OSCODA – Oscoda Township Police Department (OTPD) Sgt. Curtis Hall recently issued a fraud information bulletin. This came after he received a report from the manager of an Oscoda business, regarding a version of an IRS Call Scam.
The business received a telephone call that was answered by the manager, who was told that the call was from the Department of Treasury in Washington.
The manager was also told that the business had accepted, distributed and deposited counterfeit currency which would result in an audit in the morning. The caller instructed the individual to bundle $10, $20, $50 and $100 bills from the safe, and to purchase MoneyPak cards with the money.
According to the OTPD, family and friends suspicious of the transaction intervened before the purchase was made.
The perpetrator’s efforts to appear authentic included providing a name and badge number, as well as an actual telephone number for the U.S. Treasury Department, and having the victim Google the number to confirm it. The victim’s Caller ID displayed this number.

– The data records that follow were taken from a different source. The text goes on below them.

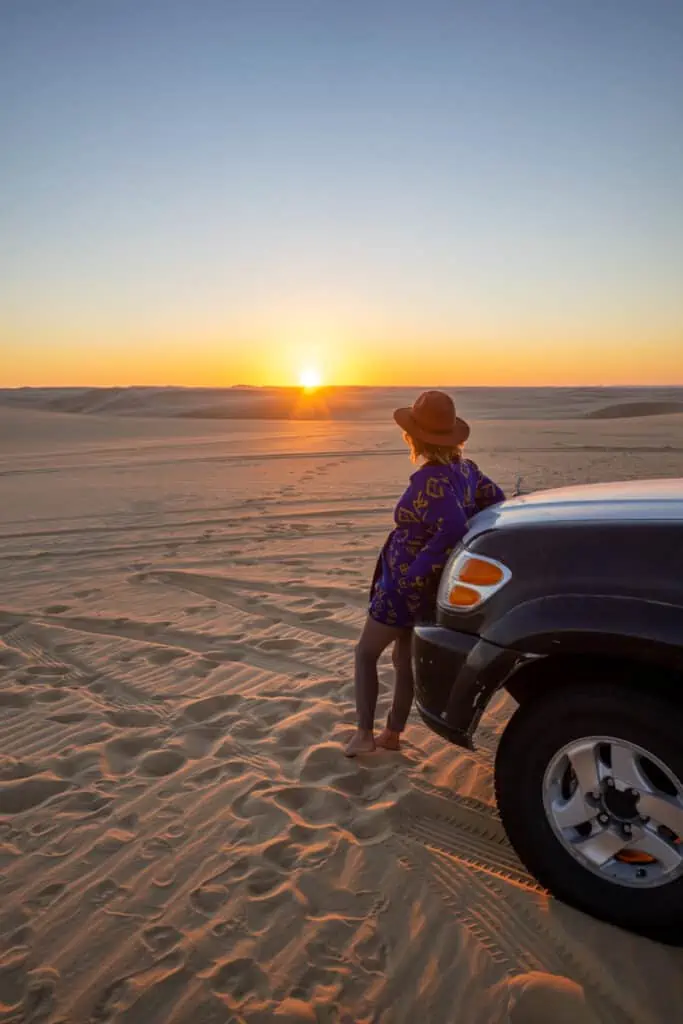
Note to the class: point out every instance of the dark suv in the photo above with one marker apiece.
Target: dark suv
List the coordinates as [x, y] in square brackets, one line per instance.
[572, 601]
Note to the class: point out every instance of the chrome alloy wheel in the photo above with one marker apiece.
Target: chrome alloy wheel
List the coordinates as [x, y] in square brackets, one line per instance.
[617, 810]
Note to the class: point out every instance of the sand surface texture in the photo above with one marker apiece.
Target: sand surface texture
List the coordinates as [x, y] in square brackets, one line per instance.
[181, 839]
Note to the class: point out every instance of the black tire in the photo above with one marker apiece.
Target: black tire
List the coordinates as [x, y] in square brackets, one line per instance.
[540, 728]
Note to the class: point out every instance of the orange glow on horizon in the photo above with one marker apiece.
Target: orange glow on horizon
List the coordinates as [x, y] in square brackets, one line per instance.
[404, 359]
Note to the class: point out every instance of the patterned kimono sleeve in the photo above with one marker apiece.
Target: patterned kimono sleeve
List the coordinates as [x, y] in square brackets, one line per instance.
[445, 517]
[487, 493]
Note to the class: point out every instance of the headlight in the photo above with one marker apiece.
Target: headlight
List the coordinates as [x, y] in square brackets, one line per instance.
[470, 580]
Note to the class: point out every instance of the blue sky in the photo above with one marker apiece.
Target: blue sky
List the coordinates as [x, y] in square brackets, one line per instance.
[224, 189]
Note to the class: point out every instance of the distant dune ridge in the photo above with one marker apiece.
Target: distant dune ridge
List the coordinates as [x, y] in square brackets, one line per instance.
[181, 837]
[634, 410]
[346, 403]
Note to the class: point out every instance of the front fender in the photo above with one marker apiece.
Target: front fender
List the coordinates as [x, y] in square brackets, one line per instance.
[609, 626]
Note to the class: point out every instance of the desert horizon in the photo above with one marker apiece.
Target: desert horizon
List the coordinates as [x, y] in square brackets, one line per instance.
[239, 236]
[181, 837]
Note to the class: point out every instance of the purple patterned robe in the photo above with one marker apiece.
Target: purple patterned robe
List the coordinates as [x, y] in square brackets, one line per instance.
[431, 517]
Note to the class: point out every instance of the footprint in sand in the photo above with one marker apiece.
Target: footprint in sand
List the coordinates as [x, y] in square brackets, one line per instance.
[16, 797]
[14, 698]
[163, 657]
[201, 711]
[47, 896]
[47, 670]
[161, 938]
[70, 718]
[122, 752]
[286, 643]
[239, 978]
[162, 763]
[50, 696]
[208, 899]
[132, 718]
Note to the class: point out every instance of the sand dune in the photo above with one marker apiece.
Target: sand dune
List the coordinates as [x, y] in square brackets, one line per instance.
[630, 410]
[181, 839]
[343, 403]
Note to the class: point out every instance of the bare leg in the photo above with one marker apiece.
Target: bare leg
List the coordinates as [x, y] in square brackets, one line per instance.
[402, 692]
[375, 638]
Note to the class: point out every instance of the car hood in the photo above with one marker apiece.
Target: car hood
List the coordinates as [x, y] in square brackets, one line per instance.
[624, 502]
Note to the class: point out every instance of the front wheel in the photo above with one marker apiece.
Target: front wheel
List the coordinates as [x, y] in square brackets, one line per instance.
[589, 781]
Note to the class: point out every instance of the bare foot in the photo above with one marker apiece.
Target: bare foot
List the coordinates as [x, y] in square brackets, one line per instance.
[388, 739]
[361, 742]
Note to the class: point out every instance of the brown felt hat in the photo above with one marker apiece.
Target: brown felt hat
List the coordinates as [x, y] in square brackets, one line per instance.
[432, 419]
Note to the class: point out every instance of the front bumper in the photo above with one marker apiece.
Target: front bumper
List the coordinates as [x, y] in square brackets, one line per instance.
[455, 676]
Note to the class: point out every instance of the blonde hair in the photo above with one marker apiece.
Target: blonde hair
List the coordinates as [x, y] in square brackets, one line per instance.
[433, 453]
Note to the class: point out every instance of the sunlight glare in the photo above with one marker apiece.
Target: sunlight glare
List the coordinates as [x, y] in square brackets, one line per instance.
[310, 379]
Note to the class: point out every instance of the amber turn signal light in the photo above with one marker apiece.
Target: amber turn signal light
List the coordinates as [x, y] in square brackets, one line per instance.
[480, 572]
[463, 597]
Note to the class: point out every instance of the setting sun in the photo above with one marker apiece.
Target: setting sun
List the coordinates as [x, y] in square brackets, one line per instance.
[310, 378]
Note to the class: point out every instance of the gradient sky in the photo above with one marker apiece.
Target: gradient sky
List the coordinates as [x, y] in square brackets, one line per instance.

Hall notes that the perpetrator kept the victim on the phone for the entirety of the scam, and persuaded the victim to provide a cell phone number to stay connected while the MoneyPak card was purchased. The perpetrator further threatened arrest if the victim didn’t cooperate.
Police advise that had those suspicious of the transaction not intervened, the perpetrator would have likely asked for pictures of the cards or that information from the cards be sent, and the funds would be lost.
The OTPD is asking people to be alert to possible fraudulent activity. Perpetrators of fraud often portray themselves as authorities, and create elaborate stories in order to convince or coerce their targets into being helpful.
“Do not confirm information provided to you by the perpetrators of fraud, and do not volunteer information to the perpetrators of fraud,” Hall states. “If you become suspicious that anyone on the telephone who has identified themselves as an ‘authority’ may be a perpetrator of fraud, disconnect with them.”
Using a publicly listed telephone number, he continued, attempt to contact the department or agency they identify with to verify the legitimacy of the call.